„Jesteśmy umiarkowanymi optymistami i uważamy, że trybunał jak i sąd uznają umowy za nieważne, ale pozwolą bankom ubiegać się o odszkodowanie za używanie kapitału (co nie jest jednoznaczne z jego uzyskaniem), co z kolei popchnie 70 proc. klientów do ugód na zasadach KNF, a pozostałe 30 proc. do sądu. Naszą tezę stawiamy na podstawie historycznych wyroków jakie zapadały w sprawie o odszkodowania” – piszą analitycy BM mBanku w najnowszym raporcie.
Zakładają, że w efekcie tych zdarzeń banki zanotują znaczące odpisy jednorazowe w tym roku a pozostała, mało znacząca część kosztów sądowych zostanie rozłożona na kolejne cztery lata. Wyniki sektora oczyszczone o odpisy powinny zanotować znaczącą poprawę w 2022 roku, z ROE sięgającym 11 proc., a potencjał dywidendowy powinien zostać odblokowany. „Warto pamiętać, że polski sektor bankowy dysponuje cały czas znaczącą nadwyżką kapitałową, która pomimo konwersji franków nadal może trafić do akcjonariuszy.
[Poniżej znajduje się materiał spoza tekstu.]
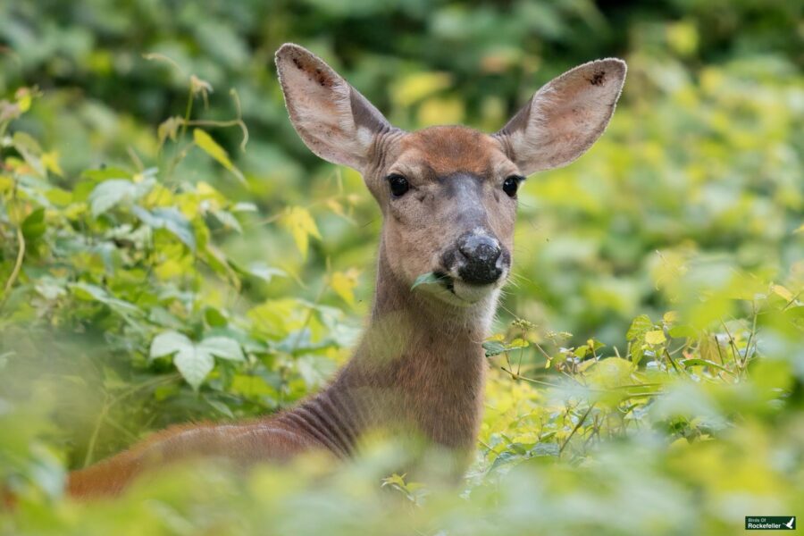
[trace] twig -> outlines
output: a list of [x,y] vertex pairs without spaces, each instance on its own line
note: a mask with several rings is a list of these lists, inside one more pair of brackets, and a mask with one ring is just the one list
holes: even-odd
[[3,299],[0,300],[0,309],[5,305],[11,289],[20,276],[20,271],[22,270],[22,259],[25,257],[25,237],[22,234],[22,228],[21,226],[17,227],[17,242],[20,244],[20,249],[17,251],[17,260],[14,262],[14,267],[12,270],[11,275],[8,276],[8,281],[5,281],[5,288],[3,290]]

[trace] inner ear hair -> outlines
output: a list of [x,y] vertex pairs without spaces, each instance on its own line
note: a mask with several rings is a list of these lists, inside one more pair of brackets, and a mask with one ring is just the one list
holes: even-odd
[[363,171],[374,137],[393,129],[385,117],[298,45],[282,45],[276,66],[290,121],[305,144],[324,160]]
[[590,62],[553,79],[494,136],[527,176],[566,165],[600,137],[625,81],[625,62]]

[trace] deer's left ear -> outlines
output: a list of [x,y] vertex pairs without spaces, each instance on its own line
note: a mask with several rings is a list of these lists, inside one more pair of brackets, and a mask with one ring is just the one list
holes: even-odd
[[569,163],[606,130],[625,70],[625,62],[609,58],[565,72],[541,88],[494,136],[525,175]]

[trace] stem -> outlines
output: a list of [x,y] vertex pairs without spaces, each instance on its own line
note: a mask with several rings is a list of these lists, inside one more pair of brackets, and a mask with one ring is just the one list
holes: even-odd
[[193,112],[193,85],[190,84],[189,87],[189,94],[187,98],[187,109],[184,112],[184,121],[181,122],[181,133],[179,135],[179,139],[184,139],[184,135],[187,134],[187,125],[189,124],[189,116]]
[[586,410],[586,413],[583,414],[583,416],[578,420],[578,423],[575,424],[575,427],[573,428],[573,431],[570,432],[570,434],[568,436],[566,436],[566,439],[564,440],[564,444],[562,444],[561,447],[558,448],[558,456],[561,456],[561,453],[564,452],[564,448],[569,443],[569,440],[571,439],[573,439],[573,436],[575,435],[575,432],[578,431],[578,429],[581,428],[581,426],[583,424],[584,421],[586,421],[586,417],[589,416],[589,414],[591,412],[592,408],[595,406],[595,404],[597,404],[597,402],[594,402],[590,405],[590,406]]
[[20,244],[20,249],[17,251],[17,260],[14,262],[14,267],[12,270],[11,275],[8,276],[8,281],[5,281],[5,288],[3,290],[3,299],[0,300],[0,309],[5,305],[5,300],[8,299],[11,289],[20,276],[20,272],[22,270],[22,259],[25,257],[25,237],[22,235],[21,227],[17,227],[17,242]]

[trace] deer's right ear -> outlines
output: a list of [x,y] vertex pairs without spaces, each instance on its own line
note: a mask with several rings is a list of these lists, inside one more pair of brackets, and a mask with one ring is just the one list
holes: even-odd
[[310,150],[363,171],[374,137],[392,129],[364,96],[309,50],[287,43],[276,52],[290,121]]

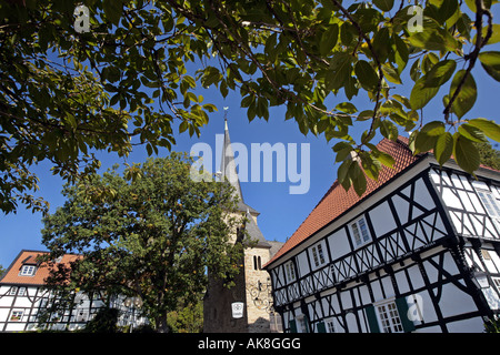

Poprawa rentowności, dywidendy i eliminacja ryzyka systemowego powinny przekonać sceptyków, a polski sektor bankowy pojawi się na nowo na radarze inwestorów zagranicznych” – zaznaczają.
Ich zdaniem argumenty te spowodują, że dyskonto, z jakim polskie banki notowane są do spółek porównywalnych z krajów Europy Środkowej, przestanie być uzasadnione. Biorąc pod uwagę ich ceny docelowe wyceniają polski sektor na 2022 1,0x P/BV wobec czeskiego sektora na poziomie 1,1x i węgierskiego banku OTP na poziomie 1,3x. W scenariuszu pesymistycznym (około 100 mld zł odpisu dla sektora) oczekują turbulencji na rynku kapitałowym, ale warto podkreślić, że większość banków poradzi sobie bez potrzeby emisji kapitału nawet przy jednorazowych rezerwach.
Analitycy BM mBanku utrzymali zalecenie kupna akcji PKO BP (cena docelowa w górę do 40 zł z 32,4 zł), Pekao (102 zł z 75,9 zł) i Santandera (283,7 zł z 238,1 zł). Podnieśli rekomendację dla ING Banku Śląskiego do „trzymaj” z „redukuj” (cena docelowa podniesiona do 190 zł ze 143 zł), dla BNP Paribas do „kupuj” z „akumuluj” (90 zł z 64,5 zł) i Alior Banku do „kupuj” z „akumuluj” (30 zł ze 18,8 zł), a dla Banku Handlowego rekomendacja została podwyższona do „akumuluj” z „trzymaj (49,5 zł z 36,5 zł).